Whilst not every Maintenance will require outages to services, Pawsey systems should be considered as "at risk" during those times.
- Galaxy GPU de-commisioning: nodes within Galaxy will be re-arranged to see one cabinet just contain GPU nodes
This will allow for power isolation, as well as seeing the a better distribution of the Aries HSN across the remaining
nodes within the cabinets
- Removal of all modules installed system-wide on Zeus and Magnus/Galaxy which depend directly or indirectly on Python 2
- Singularity 3.6.4 will become default version on all Pawsey systems
- Jobs that were in the queues on Magnus, Zeus and Topaz, prior to the shutdown will have been purged as a result
of the new project allocations having been applied.

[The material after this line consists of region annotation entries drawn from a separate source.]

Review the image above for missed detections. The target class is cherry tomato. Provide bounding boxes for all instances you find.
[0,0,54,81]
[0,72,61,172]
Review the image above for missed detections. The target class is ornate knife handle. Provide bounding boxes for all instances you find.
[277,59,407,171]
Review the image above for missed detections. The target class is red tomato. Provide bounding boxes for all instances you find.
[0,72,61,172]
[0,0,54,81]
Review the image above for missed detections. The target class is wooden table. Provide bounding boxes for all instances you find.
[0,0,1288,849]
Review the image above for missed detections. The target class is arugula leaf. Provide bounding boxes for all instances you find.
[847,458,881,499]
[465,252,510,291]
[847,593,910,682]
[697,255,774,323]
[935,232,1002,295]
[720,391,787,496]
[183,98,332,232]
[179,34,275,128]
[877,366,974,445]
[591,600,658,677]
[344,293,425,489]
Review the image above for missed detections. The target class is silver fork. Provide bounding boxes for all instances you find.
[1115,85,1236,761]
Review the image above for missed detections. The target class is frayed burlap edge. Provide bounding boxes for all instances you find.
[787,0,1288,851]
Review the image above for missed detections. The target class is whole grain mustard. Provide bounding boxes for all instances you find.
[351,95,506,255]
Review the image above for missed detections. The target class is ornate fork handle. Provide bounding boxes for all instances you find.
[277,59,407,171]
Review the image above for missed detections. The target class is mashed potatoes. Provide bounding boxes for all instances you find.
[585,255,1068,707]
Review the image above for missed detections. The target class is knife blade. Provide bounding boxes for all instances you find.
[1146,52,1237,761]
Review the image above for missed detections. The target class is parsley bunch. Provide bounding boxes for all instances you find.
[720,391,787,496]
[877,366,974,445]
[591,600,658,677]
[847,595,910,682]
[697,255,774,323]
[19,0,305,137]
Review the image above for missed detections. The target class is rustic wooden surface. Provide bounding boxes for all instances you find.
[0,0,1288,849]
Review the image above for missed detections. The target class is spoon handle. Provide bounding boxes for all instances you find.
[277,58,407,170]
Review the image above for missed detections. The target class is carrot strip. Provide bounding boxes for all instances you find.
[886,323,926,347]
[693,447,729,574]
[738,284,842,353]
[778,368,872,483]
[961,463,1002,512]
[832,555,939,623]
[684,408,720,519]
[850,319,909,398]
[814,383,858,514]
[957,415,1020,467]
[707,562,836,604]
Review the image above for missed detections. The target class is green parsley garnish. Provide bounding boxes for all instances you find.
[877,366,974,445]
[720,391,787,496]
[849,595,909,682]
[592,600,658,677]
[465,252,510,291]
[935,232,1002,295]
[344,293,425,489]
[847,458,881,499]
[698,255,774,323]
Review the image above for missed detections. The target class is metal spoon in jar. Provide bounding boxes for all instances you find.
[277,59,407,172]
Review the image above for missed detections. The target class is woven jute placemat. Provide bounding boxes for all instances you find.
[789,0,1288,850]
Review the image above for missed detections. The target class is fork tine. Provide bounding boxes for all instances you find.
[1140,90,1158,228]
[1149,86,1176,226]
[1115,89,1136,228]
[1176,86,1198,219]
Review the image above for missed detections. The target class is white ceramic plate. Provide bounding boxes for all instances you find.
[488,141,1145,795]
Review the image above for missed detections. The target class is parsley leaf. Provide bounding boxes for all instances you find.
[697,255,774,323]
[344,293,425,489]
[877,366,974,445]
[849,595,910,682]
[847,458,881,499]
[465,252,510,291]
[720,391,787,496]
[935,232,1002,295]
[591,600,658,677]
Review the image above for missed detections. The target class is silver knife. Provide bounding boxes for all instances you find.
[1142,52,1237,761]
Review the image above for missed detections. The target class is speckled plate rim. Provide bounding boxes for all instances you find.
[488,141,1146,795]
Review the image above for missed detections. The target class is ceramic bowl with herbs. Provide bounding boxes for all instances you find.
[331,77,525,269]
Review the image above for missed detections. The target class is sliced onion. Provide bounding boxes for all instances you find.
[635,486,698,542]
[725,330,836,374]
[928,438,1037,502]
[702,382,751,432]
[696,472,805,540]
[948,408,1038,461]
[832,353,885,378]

- 0845: Crays are powered down: maintenance work commences
- 1030: Two nodes in Galaxy and one in Magnus have dislayed errors at they powered up
Our on-site Cray Engineer is investigating the issues
- 1100: The Slurm database upgrade is progressing: this will facilitate the entry of the
project allocations for the new year
- 1540: The CLE portion of Magnus has rebooted: acceptance testing is in progress
- 1630: Topaz has passed acceptance tests
The CLE portion of Galaxy has rebooted: acceptance testing is in progress
- 1800: All systems are rebooted, however we are investigating some issues with the
new allocations, and a couple of acceptance test, before retuning resources to service
- 1845: Galaxy returned to service
- 1845: Magnus, Topaz and Zeus are all ready to return.
New allocations for the year are being applied, so users may not be able to submit jobs
until their accounts have been allocated (will run through the night).
- 1845: Garrawarla returned to service.
- 0900: Most new allocations for the new year are now activated.
All continuing projects are reactivated and we are now going through new projects and new users to existing projects.